La Giornata della Donna è l’occasione per riflettere sulla condizione femminile nel mondo. Come quella di tante donne sconosciute, che con fatica e resilienza, tracciano cammini di emancipazione
Ogni fiocco di neve che cade dal cielo è il sospiro di una donna infelice in qualche parte del mondo – così racconta lo splendido e quanto mai attuale romanzo di Khaled Hosseini sulla condizione delle donne in Afganistan – a ricordo di come esse sopportano in silenzio tutto ciò che cade loro addosso.
In questo 8 marzo, anche se di neve non c’è traccia e si annuncia ormai la primavera, il mio pensiero va a loro, alle donne d’Afghanistan già dimenticate dalla stampa internazionale, a quelle siriane, alle madri del Sahel di cui non si è proprio mai parlato, alle giovani schiave della tratta nelle svariate rotte delle migrazioni, alle donne dell’Ucraina attualmente sotto i riflettori del mondo.
Gli ultimi due anni di pandemia, che hanno messo a soqquadro il pianeta e reso ancora più sfacciatamente evidente lo scandalo delle diseguaglianze economiche e geopolitiche, si lasciano dietro uno strascico doloroso di vulnerabilità al femminile.
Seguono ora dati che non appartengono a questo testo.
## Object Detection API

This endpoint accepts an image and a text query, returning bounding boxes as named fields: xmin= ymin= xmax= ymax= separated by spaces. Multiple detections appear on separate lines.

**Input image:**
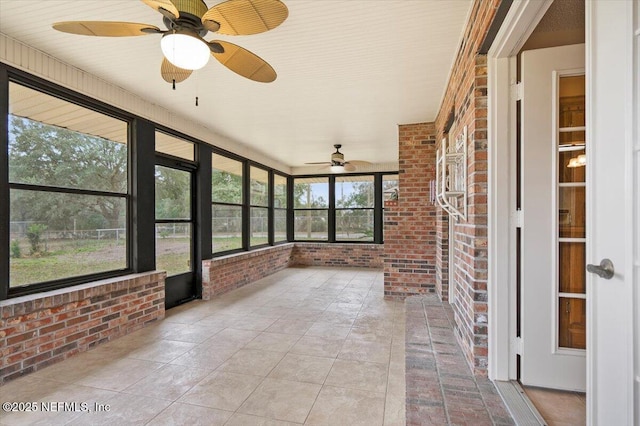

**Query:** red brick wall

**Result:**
xmin=202 ymin=243 xmax=383 ymax=300
xmin=435 ymin=0 xmax=501 ymax=374
xmin=384 ymin=123 xmax=437 ymax=297
xmin=0 ymin=272 xmax=165 ymax=384
xmin=292 ymin=243 xmax=384 ymax=268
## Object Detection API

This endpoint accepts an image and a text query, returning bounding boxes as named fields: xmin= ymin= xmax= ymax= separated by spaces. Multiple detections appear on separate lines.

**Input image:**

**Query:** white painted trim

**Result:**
xmin=488 ymin=0 xmax=553 ymax=58
xmin=487 ymin=54 xmax=516 ymax=381
xmin=0 ymin=33 xmax=292 ymax=174
xmin=585 ymin=0 xmax=640 ymax=425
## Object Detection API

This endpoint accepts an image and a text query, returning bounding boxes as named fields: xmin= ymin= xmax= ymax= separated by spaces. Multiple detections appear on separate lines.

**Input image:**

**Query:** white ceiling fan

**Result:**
xmin=305 ymin=144 xmax=371 ymax=173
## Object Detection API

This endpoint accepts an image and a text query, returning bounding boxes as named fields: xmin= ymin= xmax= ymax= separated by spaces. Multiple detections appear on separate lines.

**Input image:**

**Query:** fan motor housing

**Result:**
xmin=331 ymin=152 xmax=344 ymax=166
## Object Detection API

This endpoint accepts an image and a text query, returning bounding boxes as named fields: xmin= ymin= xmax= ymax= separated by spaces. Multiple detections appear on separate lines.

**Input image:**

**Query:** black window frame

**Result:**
xmin=288 ymin=170 xmax=399 ymax=244
xmin=0 ymin=67 xmax=137 ymax=300
xmin=245 ymin=160 xmax=273 ymax=250
xmin=333 ymin=174 xmax=377 ymax=244
xmin=269 ymin=170 xmax=291 ymax=245
xmin=288 ymin=175 xmax=328 ymax=243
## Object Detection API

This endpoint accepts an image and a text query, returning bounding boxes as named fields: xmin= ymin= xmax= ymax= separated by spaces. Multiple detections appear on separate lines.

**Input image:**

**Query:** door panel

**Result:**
xmin=520 ymin=45 xmax=587 ymax=391
xmin=155 ymin=165 xmax=196 ymax=309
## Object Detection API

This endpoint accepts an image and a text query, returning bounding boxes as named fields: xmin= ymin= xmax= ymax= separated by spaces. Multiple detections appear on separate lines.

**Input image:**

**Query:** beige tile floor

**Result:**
xmin=524 ymin=386 xmax=587 ymax=426
xmin=0 ymin=268 xmax=405 ymax=426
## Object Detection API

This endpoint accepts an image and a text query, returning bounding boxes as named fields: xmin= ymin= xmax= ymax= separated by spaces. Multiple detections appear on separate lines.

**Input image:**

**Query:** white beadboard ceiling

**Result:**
xmin=0 ymin=0 xmax=471 ymax=172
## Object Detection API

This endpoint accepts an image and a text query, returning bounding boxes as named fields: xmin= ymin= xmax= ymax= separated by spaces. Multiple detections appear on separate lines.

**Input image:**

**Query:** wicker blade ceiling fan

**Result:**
xmin=305 ymin=144 xmax=371 ymax=173
xmin=53 ymin=0 xmax=289 ymax=84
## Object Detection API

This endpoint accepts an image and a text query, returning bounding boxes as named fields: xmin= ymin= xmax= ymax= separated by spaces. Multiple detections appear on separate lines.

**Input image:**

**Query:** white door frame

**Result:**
xmin=585 ymin=0 xmax=640 ymax=425
xmin=487 ymin=0 xmax=640 ymax=424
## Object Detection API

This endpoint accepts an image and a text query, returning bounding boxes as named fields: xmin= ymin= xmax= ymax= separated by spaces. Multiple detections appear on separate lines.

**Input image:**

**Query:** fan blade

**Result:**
xmin=202 ymin=0 xmax=289 ymax=35
xmin=160 ymin=58 xmax=193 ymax=83
xmin=52 ymin=21 xmax=162 ymax=37
xmin=346 ymin=160 xmax=371 ymax=166
xmin=142 ymin=0 xmax=180 ymax=19
xmin=210 ymin=40 xmax=277 ymax=83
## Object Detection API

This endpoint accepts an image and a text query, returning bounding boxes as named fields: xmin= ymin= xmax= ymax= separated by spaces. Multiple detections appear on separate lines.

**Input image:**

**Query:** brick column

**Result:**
xmin=384 ymin=123 xmax=436 ymax=297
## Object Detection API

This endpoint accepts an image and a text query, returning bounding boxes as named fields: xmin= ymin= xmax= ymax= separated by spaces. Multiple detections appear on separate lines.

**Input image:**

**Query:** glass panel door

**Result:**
xmin=557 ymin=75 xmax=587 ymax=349
xmin=155 ymin=165 xmax=195 ymax=308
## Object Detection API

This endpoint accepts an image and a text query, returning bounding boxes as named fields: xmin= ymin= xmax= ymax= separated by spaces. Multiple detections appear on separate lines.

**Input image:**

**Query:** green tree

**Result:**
xmin=156 ymin=167 xmax=191 ymax=219
xmin=9 ymin=116 xmax=127 ymax=230
xmin=211 ymin=169 xmax=242 ymax=204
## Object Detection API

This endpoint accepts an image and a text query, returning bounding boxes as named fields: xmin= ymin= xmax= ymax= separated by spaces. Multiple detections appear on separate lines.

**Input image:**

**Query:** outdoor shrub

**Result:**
xmin=11 ymin=240 xmax=22 ymax=259
xmin=27 ymin=223 xmax=47 ymax=254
Le statistiche parlano di un aumento esponenziale della violenza domestica in tutti gli angoli del mondo: punta dell’iceberg di una cultura patriarcale che si ostina a non riconoscere la grande opportunità di una società plurale e fondata sulla complementarietà maschile e femminile.

Quando ci penso, ho davanti ai miei occhi Justine. Dopo una vita di servitù domestica e di acrobazie quotidiane per permettere almeno alle sue figlie una vita diversa, a quasi sessant’anni Justine finalmente ha imparato a leggere, grazie al progetto Fior di Loto, che stiamo realizzando in Costa d’Avorio.
Ed è proprio davanti a Justine che mi appare possibile un punto di svolta per dare a questa giornata un respiro di speranza. Perché, se c’è un denominatore comune femminile che ho incontrato nei miei itinerari missionari, è la straordinaria capacità di sopportare, con testarda tenacia, il peso del mondo.
Intendo sopportare nel senso originario di “portare sopra”, ovvero di portare su di sé l’altro, accettandone il peso; che si tratti della gestazione di un figlio, del tenere la mano a un anziano o del lavoro appassionato e rigoroso, nel più svariato spettro delle professioni, per collaborare allo sviluppo dell’umanità. E spesso queste tre dimensioni vanno insieme, in esistenze caotiche e complesse, dove rimane però ancora lo spazio per una carezza.
Ecco, in questo sopportare testardo e fiero per continuare a generare vita, proprio in un momento in cui si sentono i folli rumori di guerra, ci vedo le orme di una speranza rivoluzionaria… la stessa di Maria Maddalena, anche lei donna e vulnerabile, che sopportando l’incredulità degli apostoli, dopo i giorni della cieca violenza sull’Innocente, ne ha annunciato la Risurrezione, aprendo con dignità tutta femminile la prima pagina di una storia nuova.
Auguri, allora, a tutte le donne e, in modo particolare, a quelle che pur portando pesi difficili, non desistono dal generare e proteggere la Vita!